A twitch of the eye.
A minuscule curl of the lip.
A slight change in posture.
It speaks volumes.
In that instant, you know whether you’re in the good books or the bad.
But sometimes it’s not as simple as that.
Words are said.
Comments are made.
And yet you know that what’s being communicated is not actually what they want to communicate … and better yet, you know exactly what’s being said, even though it isn’t being verbalised.
It’s the ability to translate the unspoken words and mannerisms that allows you to be a good husband. Or at least a husband that doesn’t get a swift kick in the balls every night for doing something wrong that they didn’t even know they’d done because women have an ability to remember – and recall – at a whim, every fault you’ve ever made for the last 60 years.

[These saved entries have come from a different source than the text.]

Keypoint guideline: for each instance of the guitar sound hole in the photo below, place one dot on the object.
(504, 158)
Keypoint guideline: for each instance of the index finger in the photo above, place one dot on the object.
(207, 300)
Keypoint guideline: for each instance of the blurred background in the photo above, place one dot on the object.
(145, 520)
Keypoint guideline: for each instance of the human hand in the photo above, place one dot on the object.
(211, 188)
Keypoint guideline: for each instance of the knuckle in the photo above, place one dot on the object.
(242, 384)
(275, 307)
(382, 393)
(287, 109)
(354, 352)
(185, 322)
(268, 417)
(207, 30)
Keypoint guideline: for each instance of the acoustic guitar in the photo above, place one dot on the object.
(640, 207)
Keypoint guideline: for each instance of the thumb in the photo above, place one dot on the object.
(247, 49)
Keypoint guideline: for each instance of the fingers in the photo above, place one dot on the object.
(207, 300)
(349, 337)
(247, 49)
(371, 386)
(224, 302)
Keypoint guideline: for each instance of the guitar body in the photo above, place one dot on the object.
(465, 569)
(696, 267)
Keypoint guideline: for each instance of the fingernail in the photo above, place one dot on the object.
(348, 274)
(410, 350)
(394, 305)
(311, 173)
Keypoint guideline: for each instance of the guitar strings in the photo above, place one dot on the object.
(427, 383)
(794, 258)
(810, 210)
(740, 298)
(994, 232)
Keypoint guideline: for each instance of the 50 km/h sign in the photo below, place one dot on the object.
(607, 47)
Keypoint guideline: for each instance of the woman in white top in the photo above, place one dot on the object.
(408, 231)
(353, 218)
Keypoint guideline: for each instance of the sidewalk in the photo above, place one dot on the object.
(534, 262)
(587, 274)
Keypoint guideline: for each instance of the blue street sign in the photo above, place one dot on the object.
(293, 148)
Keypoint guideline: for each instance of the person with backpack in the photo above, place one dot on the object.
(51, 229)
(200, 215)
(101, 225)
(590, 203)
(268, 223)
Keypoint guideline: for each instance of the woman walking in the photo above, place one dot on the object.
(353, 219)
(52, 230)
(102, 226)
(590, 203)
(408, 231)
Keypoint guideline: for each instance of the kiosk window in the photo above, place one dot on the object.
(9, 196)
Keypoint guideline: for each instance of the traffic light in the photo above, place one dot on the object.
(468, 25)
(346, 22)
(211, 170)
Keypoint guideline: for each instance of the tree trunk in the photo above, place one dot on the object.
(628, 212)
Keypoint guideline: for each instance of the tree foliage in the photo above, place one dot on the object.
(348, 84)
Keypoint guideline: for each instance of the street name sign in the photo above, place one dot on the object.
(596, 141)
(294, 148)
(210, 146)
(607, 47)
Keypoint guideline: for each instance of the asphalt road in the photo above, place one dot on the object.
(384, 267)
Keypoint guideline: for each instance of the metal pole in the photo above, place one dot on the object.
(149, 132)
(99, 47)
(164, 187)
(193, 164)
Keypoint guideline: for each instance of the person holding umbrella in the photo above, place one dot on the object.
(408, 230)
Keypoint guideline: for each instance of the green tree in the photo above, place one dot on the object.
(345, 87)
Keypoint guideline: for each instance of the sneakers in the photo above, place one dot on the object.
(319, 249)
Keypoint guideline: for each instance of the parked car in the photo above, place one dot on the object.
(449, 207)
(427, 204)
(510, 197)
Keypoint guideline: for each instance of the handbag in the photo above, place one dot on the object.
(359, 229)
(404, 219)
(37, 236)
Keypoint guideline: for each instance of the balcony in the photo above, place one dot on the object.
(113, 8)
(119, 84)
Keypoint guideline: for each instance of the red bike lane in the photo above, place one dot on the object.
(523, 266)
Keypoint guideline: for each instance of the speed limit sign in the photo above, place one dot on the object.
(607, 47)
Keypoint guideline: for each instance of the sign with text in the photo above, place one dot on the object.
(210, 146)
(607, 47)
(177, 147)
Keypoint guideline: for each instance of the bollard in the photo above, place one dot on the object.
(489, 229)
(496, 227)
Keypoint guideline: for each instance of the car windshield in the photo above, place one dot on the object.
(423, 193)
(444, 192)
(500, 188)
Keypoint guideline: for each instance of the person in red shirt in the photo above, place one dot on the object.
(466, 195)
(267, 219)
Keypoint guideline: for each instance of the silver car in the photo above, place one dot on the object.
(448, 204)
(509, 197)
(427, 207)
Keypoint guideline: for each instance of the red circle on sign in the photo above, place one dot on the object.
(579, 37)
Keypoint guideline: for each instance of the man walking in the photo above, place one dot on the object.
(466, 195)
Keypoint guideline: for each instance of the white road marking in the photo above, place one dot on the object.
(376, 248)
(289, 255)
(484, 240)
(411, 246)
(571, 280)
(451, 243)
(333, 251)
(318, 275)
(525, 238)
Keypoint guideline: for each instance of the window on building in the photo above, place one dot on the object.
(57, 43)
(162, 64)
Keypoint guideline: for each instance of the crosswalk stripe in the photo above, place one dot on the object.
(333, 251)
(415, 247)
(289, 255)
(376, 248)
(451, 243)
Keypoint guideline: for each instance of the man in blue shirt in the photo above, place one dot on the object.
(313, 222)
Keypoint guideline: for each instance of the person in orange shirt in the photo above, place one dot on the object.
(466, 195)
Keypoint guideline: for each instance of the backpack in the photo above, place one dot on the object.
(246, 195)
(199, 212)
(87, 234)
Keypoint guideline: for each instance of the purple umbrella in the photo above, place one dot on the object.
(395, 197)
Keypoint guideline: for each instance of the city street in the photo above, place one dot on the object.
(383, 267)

Seriously, marriage is better for keeping your brain on it’s toes than Sudoku.
But I digress.
You see the thing I can’t work out is if husbands know the best way to understand their wife is to see and hear what is trying to be said – even though they’re not saying it – why do so many planners want their audience to literally ‘spoon feed’ them the insights they want to use in their communication.
I’ve met more than a few planners who have a total inability to read subtext … believing that only if someone conveys their feelings and opinions is it a valid feeling or opinion.
Who teaches them that way of thinking?
I can only assume their bosses were robots because few people do that.
Not – as Henry Ford suggested, because they don’t know – but because they either cannot articulate or convey their thoughts/feelings/opinions in a way that is clear and concise or they actually want to hide it for reasons best known to themselves.
So if you know a planner who thinks insights are something that are openly shared and spouted by the respondent, the best advice I can tell you to give them is to ‘get hitched’, because where marriage is concerned, survival isn’t – as Darwin suggested – of the fittest, it’s actually being able to read what isn’t being said.